Grossomodo un anno fa, la Salernitana si ritrovava a fare i conti con l’infortunio di Sepe. Portiere che, per la verità, aveva spesso alternato parate importanti a errori poi determinanti ai fini del risultato. Quando il pipelet ex Empoli si fece male, la società si ritrovò dinanzi ad un bivio: prendere un dodicesimo che sopperisse all’assenza per 2-3 partite tornando in panchina senza lamentele di alcun genere o cogliere l’occasione per acquistare un titolare? Di nomi ne circolarono tanti, il più gettonato era quello di Berisha che avrebbe firmato un semestrale con opzione in base al numero di presenze. Alla fine, però, la nostra redazione azzeccò l’anteprima: sotto traccia il ds De Sanctis riuscì ad assicurarsi le prestazioni di Memo Ochoa. Uno che aveva disputato i mondiali da protagonista e che è idolo indiscusso in Messico e che può essere considerato il migliore della storia granata.
L’esordio col Milan fece subito capire di che pasta fosse fatto, almeno 5 gli interventi sensazionali che evitarono la goleada rossonera e che permisero alla Salernitana di restare aggrappata alla speranza del pareggio fino all’ultimo secondo. Il bis in casa contro il Torino, con record di parate nell’arco dei 90 minuti e una squadra allo sbando che si aggrappò esclusivamente alle sue parate. E se anche a Bergamo, dopo aver subito otto reti, è stato il migliore in campo dei granata è evidente che fosse uno dei pochi a tenere a galla una nave che faceva acqua da tutte le parti. Quando Sepe rientrò, ci fu un’alternanza che certo creò un po’ di confusione. A Verona e con la Lazio, Ochoa rimase in panchina e la Salernitana subì tre reti e altrettante sconfitte. E così Paulo Sousa, col Monza, gli consegnò in modo definitivo le chiavi della porta considerandolo intoccabile fino al termine della stagione e con la sola vetrina per Fiorillo in occasione dell’ultimo match interno con l’Udinese.
NON SOLO MARKETING. C’è chi pensava fosse stata la classica operazione di marketing utile a far lievitare il brand Salernitana. E in effetti, grazie alla sua presenza in rosa, sono aumentati i followers sui social e le menzioni da parte di testate giornalistiche di rilievo internazionale. E all’Arechi spesso abbiamo visto messicani con la sciarpa della Salernitana, desiderosi di sostenere il proprio beniamino. A Pontecagnano, invece, è stato fondato un vero e proprio club affiliato al CCSC e capace di accoglierlo in modo trionfale scatenando l’entusiasmo di una provincia sempre più colorata di granata. Ma Ochoa è anzitutto una garanzia dal punto di vista tecnico, un numero uno per davvero che sarà ancora una volta fondamentale per arrivare all’obiettivo.

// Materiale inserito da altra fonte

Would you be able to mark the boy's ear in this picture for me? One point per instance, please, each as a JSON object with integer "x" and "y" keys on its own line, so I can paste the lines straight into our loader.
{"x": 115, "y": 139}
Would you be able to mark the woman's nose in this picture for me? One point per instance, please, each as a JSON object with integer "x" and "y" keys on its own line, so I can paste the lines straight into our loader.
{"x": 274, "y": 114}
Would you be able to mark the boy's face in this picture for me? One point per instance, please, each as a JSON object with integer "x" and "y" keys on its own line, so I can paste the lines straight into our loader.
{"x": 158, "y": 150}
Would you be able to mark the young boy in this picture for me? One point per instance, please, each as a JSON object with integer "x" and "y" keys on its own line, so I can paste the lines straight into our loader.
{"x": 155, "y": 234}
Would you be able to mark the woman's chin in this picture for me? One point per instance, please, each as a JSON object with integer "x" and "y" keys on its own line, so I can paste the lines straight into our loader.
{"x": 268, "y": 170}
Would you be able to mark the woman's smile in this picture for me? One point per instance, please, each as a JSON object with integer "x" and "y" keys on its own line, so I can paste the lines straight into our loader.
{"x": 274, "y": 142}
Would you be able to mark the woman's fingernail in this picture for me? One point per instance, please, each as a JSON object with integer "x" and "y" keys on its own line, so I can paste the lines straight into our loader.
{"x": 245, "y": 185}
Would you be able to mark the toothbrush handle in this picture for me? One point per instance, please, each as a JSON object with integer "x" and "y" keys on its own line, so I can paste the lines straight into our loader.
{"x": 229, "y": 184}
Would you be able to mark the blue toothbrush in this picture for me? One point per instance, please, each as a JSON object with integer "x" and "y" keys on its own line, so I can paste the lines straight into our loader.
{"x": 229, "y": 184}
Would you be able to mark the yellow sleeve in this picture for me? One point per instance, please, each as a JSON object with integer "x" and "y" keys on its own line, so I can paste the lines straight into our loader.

Il suo avvio di stagione è stato al di sotto degli standard, forse ci aveva per davvero abituato troppo bene. Prova da 6 a Roma, prestazione ottima con l’Udinese, alti e bassi a Lecce e quello 0-3 col Torino che gli valse la sua prima insufficienza all’ombra dell’Arechi. Col Frosinone altre due parate determinanti pur con quelle pecche nelle uscite che sono tallone d’Achille soprattutto sulle palle inattive a sfavore. Ma se con l’Inter abbiamo visto un portiere in difficoltà, a Genova riecco l’Ochoa che tutti conosciamo. Le parate su Dragusin e Sabelli valgono il prezzo del biglietto, una reattività felina di raro riscontro in atleti della sua età e che, di fatto, non si fermano da un anno e mezzo. E col Napoli servirà la gara perfetta per respingere al mittente l’assalto della corazzata di Garcia. Al Maradona meritò un 8 in pagella, sabato è tempo di concedere il bis.